King of the Royal Bafokeng Nation
- Reign: 2000 - present
- Predecessor: Kgosi Mollwane Molotlegi
- Born: Leruo Tshekedi Molotlegi 1968 (age 57–58) South Africa
- House: Molotlegi

= Leruo Molotlegi =

King of the Royal Bafokeng Nation since 2000

Leruo Tshekedi Molotlegi (born 1968) is the 36th kgosi, or king, of the Royal Bafokeng Nation. The Bafokeng nation is located in North West Province of the Republic of South Africa.

== Biography ==
Molotlegi has served as Kgosi since 2000, when he succeeded his brother, Mollwane Lebone II Molotlegi. Molotlegi's official enthronement was not held until 16 August 2003. 3,000 Bafokeng people attended the coronation, which was held at the Royal Bafokeng Stadium in Phokeng, South Africa. Molotlegi is the son of Kgosi Lebone Edward Molotlegi and Queen Semane Molotlegi, Queen Mother of the Bafokeng.

He had five siblings: three brothers and two sisters. Two older brothers are deceased. In addition to being the head of the House of Molotlegi, he is also a matrilineal descendant of the Khama dynasty of Botswana. His grandfather, Chief Tshekedi Khama, was regent of the Bamangwato tribe during the reign of Sir Seretse Khama, his nephew.

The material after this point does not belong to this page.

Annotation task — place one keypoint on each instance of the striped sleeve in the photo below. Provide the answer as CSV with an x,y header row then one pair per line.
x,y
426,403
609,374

He is a former member of the board of Impala Platinum Holdings (Implats), and now sits in the newly established Royal Bafokeng Holdings (RBH) as a non-Executive Director. RBH is a wholly owned Bafokeng company. The Kgosi is also the president of the Mineral Rights Association of Indigenous People of South Africa and was one of the principal negotiators in the new mining legislation, which seeks to encourage significant black participation. He is an alumnus of Hilton College in KwaZulu-Natal, South Africa. He holds a university degree in Architecture and Urban Planning from Natal University. He is a keen sportsman and was awarded a Victor Ludorum Gold Medallion at Hilton. He was appointed Chancellor of the North-West University, North West (South African province) from 2009-2019. He is a fixed wing and rotorcraft pilot and has been appointed as an Honorary Colonel in the South African Air Force.

In 2011, he was an invited guest to the wedding of Albert II, Prince of Monaco, to Zimbabwean swimmer, Charlene Wittstock.